33 Millionen Hrywnja Kaution für Julia Timoschenko: Die Vorwürfe der Antikorruptionsbehörde.

33 Millionen Hrywnja Kaution für Julia Timoschenko: Die Vorwürfe der Antikorruptionsbehörde
33 Millionen Hrywnja Kaution für Julia Timoschenko: Die Vorwürfe der Antikorruptionsbehörde

Gericht verhängt Sicherungsmaßnahme gegen Julia Timoschenko

Nach Angaben von TSN.ua: Ein Gericht hat am 16. Januar 2023 für die ehemalige ukrainische Ministerpräsidentin Julia Timoschenko eine Kaution in Höhe von 33 Millionen Hrywnja als Sicherungsmaßnahme angeordnet. Die Vorwürfe gegen sie lauten auf versuchte Bestechung von Parlamentsabgeordneten. Die Entscheidung fiel in einer entsprechenden Gerichtsverhandlung, die speziell diese Sicherungsmaßnahme zum Thema hatte.

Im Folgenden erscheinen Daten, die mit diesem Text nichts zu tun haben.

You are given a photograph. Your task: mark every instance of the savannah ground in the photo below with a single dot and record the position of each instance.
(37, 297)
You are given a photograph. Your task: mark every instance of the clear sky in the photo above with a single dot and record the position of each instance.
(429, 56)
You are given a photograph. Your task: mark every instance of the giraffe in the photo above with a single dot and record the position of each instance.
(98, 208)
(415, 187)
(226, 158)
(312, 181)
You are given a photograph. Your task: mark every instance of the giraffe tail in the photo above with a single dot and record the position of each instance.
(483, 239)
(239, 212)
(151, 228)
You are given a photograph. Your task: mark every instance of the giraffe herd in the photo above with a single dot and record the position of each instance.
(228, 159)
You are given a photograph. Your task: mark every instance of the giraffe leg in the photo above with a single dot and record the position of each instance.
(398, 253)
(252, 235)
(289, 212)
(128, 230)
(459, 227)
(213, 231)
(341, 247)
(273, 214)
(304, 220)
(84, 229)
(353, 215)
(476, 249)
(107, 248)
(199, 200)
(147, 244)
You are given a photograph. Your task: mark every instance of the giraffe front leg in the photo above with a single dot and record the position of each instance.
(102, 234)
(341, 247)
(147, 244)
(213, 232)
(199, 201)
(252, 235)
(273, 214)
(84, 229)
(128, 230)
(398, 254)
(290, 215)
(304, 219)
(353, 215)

Die Antikorruptionsstaatsanwaltschaft hatte ursprünglich eine Kaution von 50 Millionen Hrywnja beantragt. Das Gericht folgte diesem Antrag jedoch nur teilweise und setzte die Summe auf 33 Millionen Hrywnja fest. Grundlage für das Verfahren waren Durchsuchungen in der Nacht zum 14. Januar 2023 in den Büros ihrer politischen Partei 'Vaterland'. Dabei wurden nach Angaben der Ermittler belastende Materialien sichergestellt.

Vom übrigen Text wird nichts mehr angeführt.